Invoke the endpoint without AutoGluon-Cloud¶
The deployed endpoint is a normal SageMaker endpoint, and you can invoke it through other methods. For example, to invoke it with boto3 directly:
import boto3
client = boto3.client('sagemaker-runtime')
response = client.invoke_endpoint(
EndpointName=ENDPOINT_NAME,
ContentType='text/csv',
Accept='application/json',
Body=test_data.to_csv()
)
#: Print the model endpoint's output.
print(response['Body'].read().decode())
Batch inference¶
To score a dataset as a one-off job, use predict(). It returns a pandas Series of predictions:
result = cloud_predictor.predict(
"test.csv", # DataFrame, local path, or S3 URL (CSV/Parquet)
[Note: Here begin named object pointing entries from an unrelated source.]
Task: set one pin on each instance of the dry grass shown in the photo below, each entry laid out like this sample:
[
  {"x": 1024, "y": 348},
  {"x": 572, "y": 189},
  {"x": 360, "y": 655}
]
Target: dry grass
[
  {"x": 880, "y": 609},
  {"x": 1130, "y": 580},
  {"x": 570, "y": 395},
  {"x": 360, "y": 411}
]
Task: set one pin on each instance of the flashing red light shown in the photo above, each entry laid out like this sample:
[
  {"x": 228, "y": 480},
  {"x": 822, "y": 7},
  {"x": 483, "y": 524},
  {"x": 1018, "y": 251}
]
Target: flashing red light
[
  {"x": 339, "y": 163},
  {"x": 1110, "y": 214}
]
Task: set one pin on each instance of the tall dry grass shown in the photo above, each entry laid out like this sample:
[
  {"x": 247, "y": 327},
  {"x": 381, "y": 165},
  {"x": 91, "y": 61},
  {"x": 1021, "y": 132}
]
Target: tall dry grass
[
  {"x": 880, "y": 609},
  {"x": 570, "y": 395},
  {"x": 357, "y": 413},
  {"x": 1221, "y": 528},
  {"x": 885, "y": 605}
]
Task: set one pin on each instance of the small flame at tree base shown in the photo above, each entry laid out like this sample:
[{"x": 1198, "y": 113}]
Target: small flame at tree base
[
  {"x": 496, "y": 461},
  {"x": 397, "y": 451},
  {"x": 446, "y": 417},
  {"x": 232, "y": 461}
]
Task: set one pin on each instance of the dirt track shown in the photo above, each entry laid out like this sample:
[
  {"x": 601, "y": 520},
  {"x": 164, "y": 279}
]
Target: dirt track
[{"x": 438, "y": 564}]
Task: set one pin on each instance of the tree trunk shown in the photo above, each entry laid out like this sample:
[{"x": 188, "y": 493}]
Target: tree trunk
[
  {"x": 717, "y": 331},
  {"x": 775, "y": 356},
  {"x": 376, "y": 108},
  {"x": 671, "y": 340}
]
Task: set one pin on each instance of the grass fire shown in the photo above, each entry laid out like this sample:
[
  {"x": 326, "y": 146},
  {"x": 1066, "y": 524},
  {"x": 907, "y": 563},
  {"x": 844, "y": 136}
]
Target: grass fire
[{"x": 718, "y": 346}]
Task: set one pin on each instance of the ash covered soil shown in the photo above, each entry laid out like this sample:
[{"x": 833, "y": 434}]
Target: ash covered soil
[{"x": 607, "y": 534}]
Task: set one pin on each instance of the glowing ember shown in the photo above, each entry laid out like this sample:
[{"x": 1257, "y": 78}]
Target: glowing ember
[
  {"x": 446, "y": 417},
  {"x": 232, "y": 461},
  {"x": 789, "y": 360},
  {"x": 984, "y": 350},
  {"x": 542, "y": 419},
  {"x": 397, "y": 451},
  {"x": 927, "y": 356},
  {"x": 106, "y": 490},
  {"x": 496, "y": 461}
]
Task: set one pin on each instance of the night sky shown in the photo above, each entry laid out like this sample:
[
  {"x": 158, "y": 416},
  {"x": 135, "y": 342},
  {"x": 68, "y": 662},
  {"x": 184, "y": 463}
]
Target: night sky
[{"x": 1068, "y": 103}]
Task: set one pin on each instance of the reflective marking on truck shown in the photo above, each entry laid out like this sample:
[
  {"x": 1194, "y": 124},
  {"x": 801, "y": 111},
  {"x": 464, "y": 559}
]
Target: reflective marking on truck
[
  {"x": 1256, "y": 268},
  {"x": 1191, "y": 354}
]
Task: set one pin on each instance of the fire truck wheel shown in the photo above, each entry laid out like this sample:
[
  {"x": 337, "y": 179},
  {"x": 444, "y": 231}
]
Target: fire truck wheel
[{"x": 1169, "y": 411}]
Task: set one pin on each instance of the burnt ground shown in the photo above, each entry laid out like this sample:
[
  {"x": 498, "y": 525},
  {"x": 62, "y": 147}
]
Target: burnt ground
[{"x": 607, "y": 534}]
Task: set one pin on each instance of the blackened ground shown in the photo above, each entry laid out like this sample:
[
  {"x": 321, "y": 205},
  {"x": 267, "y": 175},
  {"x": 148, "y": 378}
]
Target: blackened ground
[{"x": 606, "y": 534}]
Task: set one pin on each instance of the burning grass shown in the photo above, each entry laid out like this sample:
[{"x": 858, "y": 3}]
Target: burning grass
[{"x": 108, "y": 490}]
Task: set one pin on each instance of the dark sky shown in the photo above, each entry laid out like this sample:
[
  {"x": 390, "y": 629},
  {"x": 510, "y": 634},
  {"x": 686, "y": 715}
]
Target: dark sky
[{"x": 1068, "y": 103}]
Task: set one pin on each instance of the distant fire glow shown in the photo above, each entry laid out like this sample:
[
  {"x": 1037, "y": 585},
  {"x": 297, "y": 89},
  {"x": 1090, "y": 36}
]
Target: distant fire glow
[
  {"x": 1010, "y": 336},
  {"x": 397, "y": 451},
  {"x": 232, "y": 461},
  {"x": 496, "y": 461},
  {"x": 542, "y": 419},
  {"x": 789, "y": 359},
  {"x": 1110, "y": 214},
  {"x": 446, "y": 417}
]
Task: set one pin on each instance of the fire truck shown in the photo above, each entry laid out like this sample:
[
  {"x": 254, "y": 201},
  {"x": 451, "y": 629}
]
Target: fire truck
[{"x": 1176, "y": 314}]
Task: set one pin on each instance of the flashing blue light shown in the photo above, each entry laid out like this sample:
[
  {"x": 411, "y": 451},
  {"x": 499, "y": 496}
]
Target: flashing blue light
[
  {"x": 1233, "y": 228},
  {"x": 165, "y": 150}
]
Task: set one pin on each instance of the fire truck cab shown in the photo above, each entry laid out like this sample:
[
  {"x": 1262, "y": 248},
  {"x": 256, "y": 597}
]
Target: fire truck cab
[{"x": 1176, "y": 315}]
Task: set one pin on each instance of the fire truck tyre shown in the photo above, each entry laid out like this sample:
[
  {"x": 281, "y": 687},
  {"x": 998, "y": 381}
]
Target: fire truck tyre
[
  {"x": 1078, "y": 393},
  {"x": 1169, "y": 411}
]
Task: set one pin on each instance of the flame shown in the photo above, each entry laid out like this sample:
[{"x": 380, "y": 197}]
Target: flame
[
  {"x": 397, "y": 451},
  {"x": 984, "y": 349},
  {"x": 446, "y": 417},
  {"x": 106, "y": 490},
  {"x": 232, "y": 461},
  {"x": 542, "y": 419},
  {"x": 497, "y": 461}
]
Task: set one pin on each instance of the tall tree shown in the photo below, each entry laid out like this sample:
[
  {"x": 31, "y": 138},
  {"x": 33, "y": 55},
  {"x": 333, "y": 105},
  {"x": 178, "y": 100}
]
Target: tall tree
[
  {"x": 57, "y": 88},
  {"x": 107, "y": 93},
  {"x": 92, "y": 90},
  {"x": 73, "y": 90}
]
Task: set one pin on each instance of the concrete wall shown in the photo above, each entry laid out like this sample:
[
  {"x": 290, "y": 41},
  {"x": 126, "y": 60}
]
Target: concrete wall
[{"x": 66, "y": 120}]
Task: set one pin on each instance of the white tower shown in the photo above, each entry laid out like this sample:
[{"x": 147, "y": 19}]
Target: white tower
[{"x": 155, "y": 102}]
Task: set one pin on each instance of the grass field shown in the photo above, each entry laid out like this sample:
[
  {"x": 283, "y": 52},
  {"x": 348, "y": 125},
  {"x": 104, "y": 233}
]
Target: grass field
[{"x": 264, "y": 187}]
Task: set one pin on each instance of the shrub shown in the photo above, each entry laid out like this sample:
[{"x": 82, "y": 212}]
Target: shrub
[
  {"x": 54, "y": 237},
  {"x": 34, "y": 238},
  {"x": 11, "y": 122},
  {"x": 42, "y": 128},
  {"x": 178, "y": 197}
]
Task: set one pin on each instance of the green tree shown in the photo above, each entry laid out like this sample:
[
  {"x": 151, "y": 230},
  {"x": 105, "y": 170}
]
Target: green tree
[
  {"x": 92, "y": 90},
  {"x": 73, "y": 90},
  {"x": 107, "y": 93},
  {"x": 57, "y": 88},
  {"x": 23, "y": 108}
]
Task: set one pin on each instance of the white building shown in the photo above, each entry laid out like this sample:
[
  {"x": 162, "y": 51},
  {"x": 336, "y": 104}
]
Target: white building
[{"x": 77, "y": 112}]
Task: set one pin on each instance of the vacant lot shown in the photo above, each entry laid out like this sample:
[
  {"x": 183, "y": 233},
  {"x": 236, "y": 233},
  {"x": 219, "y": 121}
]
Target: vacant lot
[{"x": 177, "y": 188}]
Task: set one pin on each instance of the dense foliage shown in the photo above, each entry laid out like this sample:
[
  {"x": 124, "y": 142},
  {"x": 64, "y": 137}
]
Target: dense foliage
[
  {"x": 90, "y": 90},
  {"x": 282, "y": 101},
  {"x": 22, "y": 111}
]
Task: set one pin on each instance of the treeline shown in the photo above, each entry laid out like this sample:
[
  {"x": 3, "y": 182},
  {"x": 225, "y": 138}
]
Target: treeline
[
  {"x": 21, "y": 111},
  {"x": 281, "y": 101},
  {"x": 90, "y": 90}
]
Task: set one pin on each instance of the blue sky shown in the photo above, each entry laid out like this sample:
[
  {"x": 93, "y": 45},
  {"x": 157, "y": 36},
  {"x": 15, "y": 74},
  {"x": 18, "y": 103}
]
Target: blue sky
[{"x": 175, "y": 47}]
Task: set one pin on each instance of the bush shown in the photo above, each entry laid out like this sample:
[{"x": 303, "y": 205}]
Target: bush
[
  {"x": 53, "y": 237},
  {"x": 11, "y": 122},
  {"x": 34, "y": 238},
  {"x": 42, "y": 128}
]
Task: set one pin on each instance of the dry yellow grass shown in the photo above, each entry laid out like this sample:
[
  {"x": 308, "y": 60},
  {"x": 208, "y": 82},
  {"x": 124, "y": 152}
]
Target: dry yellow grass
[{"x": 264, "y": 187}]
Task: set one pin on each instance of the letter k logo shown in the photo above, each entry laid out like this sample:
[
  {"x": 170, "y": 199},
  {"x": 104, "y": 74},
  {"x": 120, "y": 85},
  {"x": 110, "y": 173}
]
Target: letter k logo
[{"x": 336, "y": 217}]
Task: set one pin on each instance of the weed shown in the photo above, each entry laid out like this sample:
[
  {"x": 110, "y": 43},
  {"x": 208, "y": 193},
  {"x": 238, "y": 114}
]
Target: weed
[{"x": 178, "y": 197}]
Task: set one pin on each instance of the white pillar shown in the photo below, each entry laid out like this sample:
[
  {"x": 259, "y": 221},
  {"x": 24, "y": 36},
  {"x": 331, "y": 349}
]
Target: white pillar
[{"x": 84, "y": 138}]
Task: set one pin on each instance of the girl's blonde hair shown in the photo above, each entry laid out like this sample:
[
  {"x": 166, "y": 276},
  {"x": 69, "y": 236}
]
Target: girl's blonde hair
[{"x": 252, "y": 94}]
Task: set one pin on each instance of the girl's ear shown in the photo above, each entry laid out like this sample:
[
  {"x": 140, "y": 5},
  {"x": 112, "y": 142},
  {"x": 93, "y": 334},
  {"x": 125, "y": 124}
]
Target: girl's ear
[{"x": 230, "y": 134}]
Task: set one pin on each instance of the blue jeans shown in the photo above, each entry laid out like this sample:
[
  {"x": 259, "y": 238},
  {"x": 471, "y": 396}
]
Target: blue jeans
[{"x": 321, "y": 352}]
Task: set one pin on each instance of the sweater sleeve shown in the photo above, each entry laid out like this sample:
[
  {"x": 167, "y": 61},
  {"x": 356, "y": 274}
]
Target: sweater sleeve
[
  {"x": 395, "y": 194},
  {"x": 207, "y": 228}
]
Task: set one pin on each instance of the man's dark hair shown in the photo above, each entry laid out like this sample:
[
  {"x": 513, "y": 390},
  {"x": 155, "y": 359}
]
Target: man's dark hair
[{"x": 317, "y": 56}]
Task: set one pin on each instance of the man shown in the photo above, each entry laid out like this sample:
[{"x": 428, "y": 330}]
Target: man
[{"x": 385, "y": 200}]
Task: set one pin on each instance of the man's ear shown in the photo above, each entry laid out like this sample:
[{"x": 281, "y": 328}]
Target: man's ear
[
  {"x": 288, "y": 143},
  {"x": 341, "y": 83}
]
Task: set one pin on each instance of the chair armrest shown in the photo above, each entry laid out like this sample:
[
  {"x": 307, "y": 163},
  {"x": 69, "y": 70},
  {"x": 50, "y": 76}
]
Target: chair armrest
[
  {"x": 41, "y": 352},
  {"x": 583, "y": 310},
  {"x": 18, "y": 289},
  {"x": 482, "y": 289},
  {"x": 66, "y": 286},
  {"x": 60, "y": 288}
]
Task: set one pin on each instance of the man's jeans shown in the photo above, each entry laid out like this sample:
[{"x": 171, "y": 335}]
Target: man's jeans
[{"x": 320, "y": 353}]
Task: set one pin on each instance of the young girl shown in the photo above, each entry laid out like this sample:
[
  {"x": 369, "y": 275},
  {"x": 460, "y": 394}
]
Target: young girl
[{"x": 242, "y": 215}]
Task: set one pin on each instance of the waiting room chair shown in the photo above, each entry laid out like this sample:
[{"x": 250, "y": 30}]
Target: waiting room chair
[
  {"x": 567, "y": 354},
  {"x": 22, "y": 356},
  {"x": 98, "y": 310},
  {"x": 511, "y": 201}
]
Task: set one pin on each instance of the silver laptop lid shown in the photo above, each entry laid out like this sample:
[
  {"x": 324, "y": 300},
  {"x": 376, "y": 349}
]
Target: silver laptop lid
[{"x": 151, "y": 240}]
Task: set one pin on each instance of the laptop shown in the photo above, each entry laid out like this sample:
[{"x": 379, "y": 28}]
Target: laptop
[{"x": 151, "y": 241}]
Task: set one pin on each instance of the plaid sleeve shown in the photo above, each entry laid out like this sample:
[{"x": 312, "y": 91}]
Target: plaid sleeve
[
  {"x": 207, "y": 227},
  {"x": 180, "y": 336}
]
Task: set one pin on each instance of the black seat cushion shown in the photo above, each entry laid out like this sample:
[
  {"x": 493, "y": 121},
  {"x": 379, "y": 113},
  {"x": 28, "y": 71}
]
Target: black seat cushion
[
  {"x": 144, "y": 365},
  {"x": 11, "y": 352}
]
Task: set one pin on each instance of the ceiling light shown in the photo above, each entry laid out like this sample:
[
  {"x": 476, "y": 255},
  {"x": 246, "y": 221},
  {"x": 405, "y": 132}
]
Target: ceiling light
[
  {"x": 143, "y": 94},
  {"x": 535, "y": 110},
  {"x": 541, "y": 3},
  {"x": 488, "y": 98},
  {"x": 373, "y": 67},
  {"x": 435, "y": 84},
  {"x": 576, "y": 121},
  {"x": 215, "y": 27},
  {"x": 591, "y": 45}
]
instance_type="ml.m5.2xlarge",
)
# 0 dog
# 1 cat
# 2 cat
# Name: label, dtype: object
For class probabilities, use predict_proba(). With include_predict=True (the default) it returns a (predictions, probabilities) tuple — useful because it avoids the cost of a second batch job. Pass include_predict=False to get the probabilities DataFrame alone:
predictions, probabilities = cloud_predictor.predict_proba(
"test.csv",
include_predict=True,
instance_type="ml.m5.2xlarge",
)
# predictions:
# 0 dog
# 1 cat
# 2 cat
# Name: label, dtype: object
#
# probabilities:
# dog cat
# 0 0.682754 0.317246
# 1 0.195782 0.804218
# 2 0.372283 0.627717
Inspect predictor state¶
To retrieve general info about a CloudPredictor, call info():
cloud_predictor.info()
It will output a dict similar to this:
{
'local_output_path': '/home/ubuntu/XXX/demo/AutogluonCloudPredictor/ag-20221111_174928',
'cloud_output_path': 's3://XXX/tabular-demo',
'fit_job': {
'name': 'ag-cloudpredictor-1668188968-e5c3',
'status': 'Completed',
'framework_version': '0.6.1',
'artifact_path': 's3://XXX/tabular-demo/model/ag-cloudpredictor-1668188968-e5c3/output/model.tar.gz'
},
'recent_transform_job': {
'name': 'ag-cloudpredictor-1668189393-e95c',
'status': 'Completed',
'result_path': 's3://XXX/tabular-demo/batch_transform/2022-11-11-17-56-33-991/results/test.csv.out'
},
'transform_jobs': ['ag-cloudpredictor-1668189393-e95c'],
'endpoint': 'ag-cloudpredictor-1668189208-d23b'
}
Download the trained predictor¶
You can convert the CloudPredictor trained on SageMaker into a local AutoGluon predictor with to_local_predictor(), as long as you have the same version of AutoGluon installed locally.
local_predictor = cloud_predictor.to_local_predictor(
save_path="PATH" # If not specified, CloudPredictor will create one.
) # local_predictor would be a TabularPredictor
to_local_predictor() downloads the trained model tarball, expands it to your local disk, and loads it as the corresponding AutoGluon predictor.